Publié le - Mis à jour le

Dans sa nouvelle création, livrée au Kunstenfestivaldesarts, la chorégraphe Ayelen Parolin creuse les disparités pour faire société. Critique.

Rafael Spregelburd (avec Transquinquennal), Mariano Pensotti, et maintenant Ayelen Parolin : l’Argentine est diversement présente au Kunstenfestivaldesarts cette année encore.

Une odeur épicée d’encens flotte dans la salle des Tanneurs où le public se presse pour la première d’“Autóctonos”, très attendue création de la chorégraphe basée à Bruxelles. La lumière se fait très progressivement sur le plateau blanc, au fond duquel apparaît une espèce de tableau maniériste, quatre figures immobiles entourant la pianiste. Peu à peu elles laissent choir leurs étranges coiffes de fleurs ou de plumes. Le mouvement s’amorce, nourri de tension, de pulsions. 

© Luc Vleminckx

Si l’on n’oubliera pas de sitôt sa création précédente “Nativos” – où quatre danseurs coréens développent, sur fond de chamanisme, une relecture des rites et des limites –, c’est à “Hérétiques” que se réfère plus nettement la pièce neuve, comme en négatif. La chorégraphe explore ici l’envers de la minutie mathématique, de la productivité et de l’efficacité forcenées. Dans un univers visuel qui navigue, grâce aux costumes de Marie Artamonoff et Coline Firket, entre la Renaissance, la boxe et la street-dance.

En livrant la même partition à Varinia Canto Vila, Ondine Cloez, Aymara Samira Parola et Sophia Rodriguez, Ayelen Parolin laisse ces formidables performeuses l’incarner, en faire chacune une matière personnelle, à l'instar d'une formation de jazz dont les membres tracent leurs chemins distincts sur la trame commune. Plus que des interprètes, ce sont des humains que l’on voit là, dans leurs débords, leurs outrances et leurs failles, l’invention et l’extraversion, la lutte pour faire leur place dans le groupe.

© Luc Vleminckx

"Un équipage volontairement éclectique qu'elle embarque dans une guerre intangible où il serait à la fois question de structure et de spontanéité, d'essentiel et de bagatelle, d'animal et de politique" 

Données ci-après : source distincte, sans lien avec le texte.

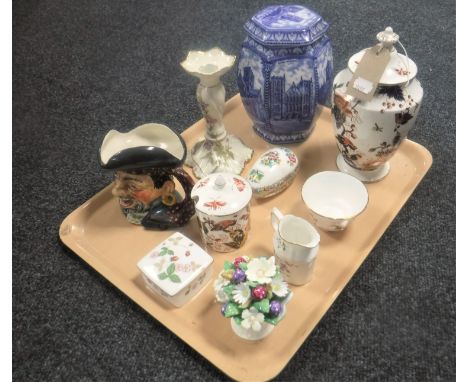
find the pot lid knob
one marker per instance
(388, 38)
(220, 182)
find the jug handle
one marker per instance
(276, 216)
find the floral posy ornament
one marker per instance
(176, 269)
(253, 295)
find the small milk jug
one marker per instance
(296, 244)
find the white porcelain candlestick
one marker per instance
(219, 151)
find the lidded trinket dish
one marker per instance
(146, 160)
(222, 203)
(273, 172)
(285, 69)
(253, 295)
(368, 133)
(177, 269)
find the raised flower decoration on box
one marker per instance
(253, 295)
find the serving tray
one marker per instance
(100, 235)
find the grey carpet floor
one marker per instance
(83, 67)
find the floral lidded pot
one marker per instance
(285, 69)
(368, 133)
(222, 203)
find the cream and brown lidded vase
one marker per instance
(368, 133)
(222, 203)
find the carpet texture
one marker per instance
(83, 67)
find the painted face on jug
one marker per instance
(138, 191)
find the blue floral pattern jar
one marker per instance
(285, 69)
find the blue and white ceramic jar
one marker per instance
(285, 69)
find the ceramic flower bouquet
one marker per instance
(253, 294)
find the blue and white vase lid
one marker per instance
(280, 25)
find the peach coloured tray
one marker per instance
(99, 234)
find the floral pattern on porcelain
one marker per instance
(369, 133)
(223, 210)
(284, 73)
(274, 171)
(176, 269)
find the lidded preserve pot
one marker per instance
(285, 68)
(368, 133)
(222, 204)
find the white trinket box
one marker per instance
(177, 269)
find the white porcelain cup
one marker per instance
(296, 244)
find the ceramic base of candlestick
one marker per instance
(367, 176)
(227, 155)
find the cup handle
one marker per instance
(276, 216)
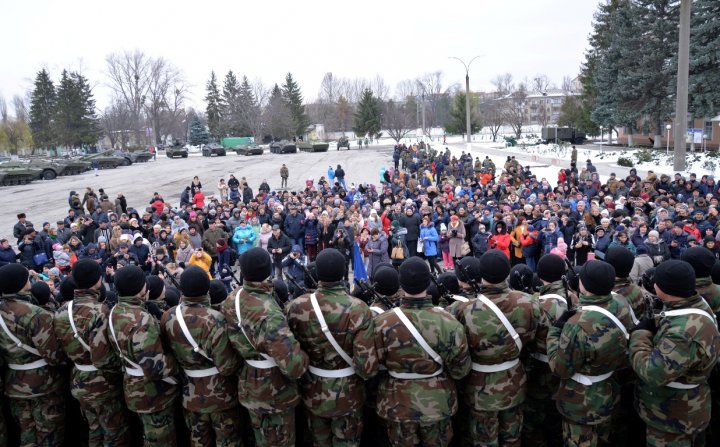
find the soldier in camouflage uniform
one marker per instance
(674, 359)
(258, 331)
(542, 424)
(498, 324)
(198, 338)
(586, 352)
(341, 351)
(423, 348)
(81, 328)
(33, 384)
(149, 380)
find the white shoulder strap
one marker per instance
(75, 332)
(326, 331)
(610, 315)
(187, 334)
(417, 336)
(503, 319)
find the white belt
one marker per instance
(495, 368)
(332, 373)
(682, 386)
(86, 368)
(262, 364)
(589, 380)
(28, 366)
(414, 376)
(197, 373)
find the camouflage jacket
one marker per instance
(632, 294)
(490, 344)
(272, 389)
(351, 323)
(542, 384)
(90, 317)
(684, 350)
(421, 400)
(590, 344)
(207, 326)
(710, 292)
(138, 336)
(33, 326)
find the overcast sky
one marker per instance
(266, 39)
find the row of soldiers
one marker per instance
(497, 366)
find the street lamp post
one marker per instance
(467, 94)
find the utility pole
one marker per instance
(681, 104)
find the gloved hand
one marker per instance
(560, 323)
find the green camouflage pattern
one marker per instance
(207, 326)
(589, 344)
(90, 316)
(138, 334)
(684, 349)
(420, 400)
(351, 323)
(490, 343)
(33, 326)
(272, 389)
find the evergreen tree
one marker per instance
(368, 118)
(214, 106)
(42, 110)
(293, 97)
(456, 123)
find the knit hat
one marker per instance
(256, 264)
(414, 275)
(676, 278)
(701, 259)
(622, 259)
(330, 265)
(495, 266)
(194, 281)
(597, 277)
(86, 273)
(551, 268)
(13, 278)
(129, 280)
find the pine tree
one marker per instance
(368, 118)
(293, 97)
(42, 111)
(214, 106)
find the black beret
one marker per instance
(194, 281)
(676, 278)
(86, 273)
(622, 259)
(597, 277)
(551, 268)
(256, 264)
(414, 275)
(495, 266)
(13, 277)
(701, 259)
(330, 265)
(129, 280)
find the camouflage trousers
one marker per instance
(493, 428)
(41, 420)
(274, 429)
(107, 423)
(542, 423)
(344, 431)
(159, 428)
(219, 428)
(410, 433)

[Olivier Hespel, collaborateur d'Ayelen Parolin pour la dramaturgie d'"Autóctonos"]

L’idée ainsi creusée – sauvage imperfection, disparités débridées – court le risque de s’autoparodier. Mais “Autóctonos” échappe vite à ce travers pour, avant tout, bousculer les sens, affirmer le fol élan du soi, voire cultiver la fuite. En somme : mettre en jeu la partie dans et malgré le tout

© Luc Vleminckx

Arrangé, caressé, malmené par Lea Petra, le piano innerve, transperce, traverse le spectacle, le pétrit et l’irrigue, lui imprime son rythme sans jamais l’emprisonner.

Quand du blanc éclatant elles virent au rose intense, les lumières de Laurence Halloy ajoutent de l’incandescence à une pièce au langage puissant et où les frontières – question transversale de cette édition du KFDA – se brouillent de plus belle.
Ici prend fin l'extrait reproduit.